АХИЛЛ: Зато когда машина сломалась бы, я отдал бы концы.
ЧЕРЕПАХА: Правда?
АХИЛЛ: Конечно! Я превратился бы в безжизненную кипу покрытых цифрами страниц.
ЧЕРЕПАХА: Было бы жаль. Но может быть, старине Ахинессу удалось бы снова включиться в процесс там, где машина выбыла из строя.
АХИЛЛ: О, тогда бы я воскрес! Я побыл бы мертвым некоторое время, а потом вернулся бы к жизни.
ЧЕРЕПАХА: Что за странные различия вы делаете. Почему вы считаете, что будете “мертвее”, если машина сломается, чем если Ахинесс оставит вас на некоторое время, чтобы сыграть в бэкгаммон, или прокатиться вокруг света, или заняться превращением собственного мозга в книгу-каталог?

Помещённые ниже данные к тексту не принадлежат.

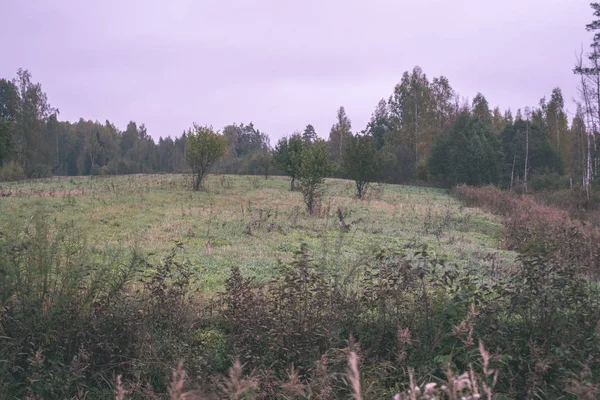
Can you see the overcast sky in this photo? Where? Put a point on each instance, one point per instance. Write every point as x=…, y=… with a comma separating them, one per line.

АХИЛЛ: Разумеется, что я буду более мертвым, когда машина сломается, поскольку у меня не будет надежды когда-нибудь снова начать функционировать. А когда Ахинесс уходит по своим делам, он рано или поздно вернется.
ЧЕРЕПАХА: Вы хотите сказать, что когда вы оставлены один, вы все еще живы только лишь потому, что Ахинесс имеет намерение вернуться? Но когда машина сломается, вы умрете?
АХИЛЛ: Это было бы очень глупое определение “живости” и “мертвости”. Безусловно, подобные понятия не должны зависеть от намерений других людей. Это все равно, что утверждать, что электрическая лампочка мертва, когда ее не собираются включать снова. Внутри лампочка не меняется, и это главное. В моем случае важно, чтобы книга содержалась в порядке.
ЧЕРЕПАХА: То есть чтобы она существовала вся сразу? Значит, именно ее присутствие гарантирует то, что вы живы? Так же, как существование пластинки равняется существованию музыки?
АХИЛЛ: Мне пришло в голову кое-что забавное. Представьте себе, что Земля разрушена, и сохранилась лишь одна пластинка с записью Баха. Она попадает в космос. Существует ли еще эта музыка? Не правда ли, было бы глупо ставить ответ в зависимость от того, найдут ли ее когда-нибудь, и будут ли ее слушать человекоподобные существа? Для вас, госпожа Ч, музыка существует как сама пластинка. Возвращаясь к книге, мне кажется, что пока книга существует вся целиком, я все еще присутствую. Но если книгу повредить, я погибну.